Returns the parameters of the agenerate method.

Returns:

Type	Description
`list[Parameter]`	A list containing the parameters of the `agenerate` method.

`generate_parsed_docstring` `cached` `property` ¶

Returns the parsed docstring of the agenerate method.

Returns:

Type	Description
`Docstring`	The parsed docstring of the `agenerate` method.

`agenerate(input, num_generations=1, **kwargs)` `abstractmethod` `async` ¶

Generates images from the provided input.

Parameters:

Name	Type	Description	Default
`input`	`str`	the input text to generate the image from.	required
`num_generations`	`int`	the number of images to generate. Defaults to `1`.	`1`

Returns:

Type	Description
`list[dict[str, Any]]`	A list with a dictionary with the list of images generated.

Source code in src/distilabel/models/image_generation/base.py

@abstractmethod
async def agenerate(
    self, input: str, num_generations: int = 1, **kwargs: Any
) -> list[dict[str, Any]]:
    """Generates images from the provided input.

    Args:
        input: the input text to generate the image from.
        num_generations: the number of images to generate. Defaults to `1`.

    Returns:
        A list with a dictionary with the list of images generated.
    """
    pass

`_agenerate(inputs, num_generations=1, **kwargs)` `async` ¶

Internal function to concurrently generate images for a list of inputs.

Parameters:

Name	Type	Description	Default
`inputs`	`list[str]`	the list of inputs to generate images for.	required
`num_generations`	`int`	the number of generations to generate per input.	`1`
`**kwargs`	`Any`	the additional kwargs to be used for the generation.	`{}`

Returns:

Type	Description
`list[list[dict[str, Any]]]`	A list containing the generations for each input.

Source code in src/distilabel/models/image_generation/base.py

async def _agenerate(
    self, inputs: list[str], num_generations: int = 1, **kwargs: Any
) -> list[list[dict[str, Any]]]:
    """Internal function to concurrently generate images for a list of inputs.

    Args:
        inputs: the list of inputs to generate images for.
        num_generations: the number of generations to generate per input.
        **kwargs: the additional kwargs to be used for the generation.

    Returns:
        A list containing the generations for each input.
    """
    if self._num_generations_param_supported:
        tasks = [
            asyncio.create_task(
                self.agenerate(
                    input=input, num_generations=num_generations, **kwargs
                )
            )
            for input in inputs
        ]
        return await asyncio.gather(*tasks)

    tasks = [
        asyncio.create_task(self.agenerate(input=input, **kwargs))
        for input in inputs
        for _ in range(num_generations)
    ]
    outputs = [outputs[0] for outputs in await asyncio.gather(*tasks)]
    return [
        list(group)
        for group in grouper(outputs, n=num_generations, incomplete="ignore")
    ]

`generate(inputs, num_generations=1, **kwargs)` ¶

Method to generate a list of images asynchronously, returning the output synchronously awaiting for the image of each input sent to agenerate.

Parameters:

Name	Type	Description	Default
`inputs`	`list[str]`	the list of inputs to generate images for.	required
`num_generations`	`int`	the number of generations to generate per input.	`1`
`**kwargs`	`Any`	the additional kwargs to be used for the generation.	`{}`

Returns:

Type	Description
`list[list[dict[str, Any]]]`	A list containing the images for each input.

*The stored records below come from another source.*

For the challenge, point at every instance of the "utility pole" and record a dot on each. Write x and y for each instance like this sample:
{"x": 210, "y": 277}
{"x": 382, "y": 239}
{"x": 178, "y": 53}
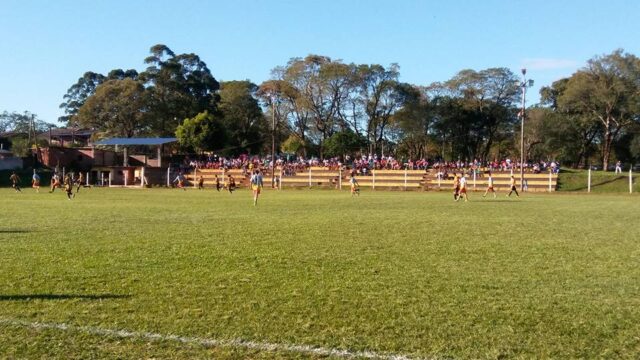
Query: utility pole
{"x": 524, "y": 84}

Source code in src/distilabel/models/image_generation/base.py

def generate(
    self,
    inputs: list[str],
    num_generations: int = 1,
    **kwargs: Any,
) -> list[list[dict[str, Any]]]:
    """Method to generate a list of images asynchronously, returning the output
    synchronously awaiting for the image of each input sent to `agenerate`.

    Args:
        inputs: the list of inputs to generate images for.
        num_generations: the number of generations to generate per input.
        **kwargs: the additional kwargs to be used for the generation.

    Returns:
        A list containing the images for each input.
    """
    return self.event_loop.run_until_complete(
        self._agenerate(inputs=inputs, num_generations=num_generations, **kwargs)
    )

`del()` ¶

Closes the event loop when the object is deleted.

Source code in src/distilabel/models/image_generation/base.py

def __del__(self) -> None:
    """Closes the event loop when the object is deleted."""
    if sys.meta_path is None:
        return

    if self._new_event_loop:
        if self._event_loop.is_running():
            self._event_loop.stop()
        self._event_loop.close()

`InferenceEndpointsImageGeneration` ¶

Bases: InferenceEndpointsBaseClient, AsyncImageGenerationModel

Inference Endpoint image generation implementation running the async API client.

Attributes:

Name	Type	Description
`model_id`	`Optional[str]`	the model ID to use for the ImageGenerationModel as available in the Hugging Face Hub, which will be used to resolve the base URL for the serverless Inference Endpoints API requests. Defaults to `None`.
`endpoint_name`	`Optional[RuntimeParameter[str]]`	the name of the Inference Endpoint to use for the LLM. Defaults to `None`.
`endpoint_namespace`	`Optional[RuntimeParameter[str]]`	the namespace of the Inference Endpoint to use for the LLM. Defaults to `None`.
`base_url`	`Optional[RuntimeParameter[str]]`	the base URL to use for the Inference Endpoints API requests.
`api_key`	`Optional[RuntimeParameter[SecretStr]]`	the API key to authenticate the requests to the Inference Endpoints API.

Icon

:hugging:

Examples:

Generate images from text prompts:

from distilabel.models.image_generation import InferenceEndpointsImageGeneration

igm = InferenceEndpointsImageGeneration(model_id="black-forest-labs/FLUX.1-schnell", api_key="api.key")
igm.load()

output = igm.generate_outputs(
    inputs=["a white siamese cat"],
)
# [{"images": ["iVBORw0KGgoAAAANSUhEUgA..."]}]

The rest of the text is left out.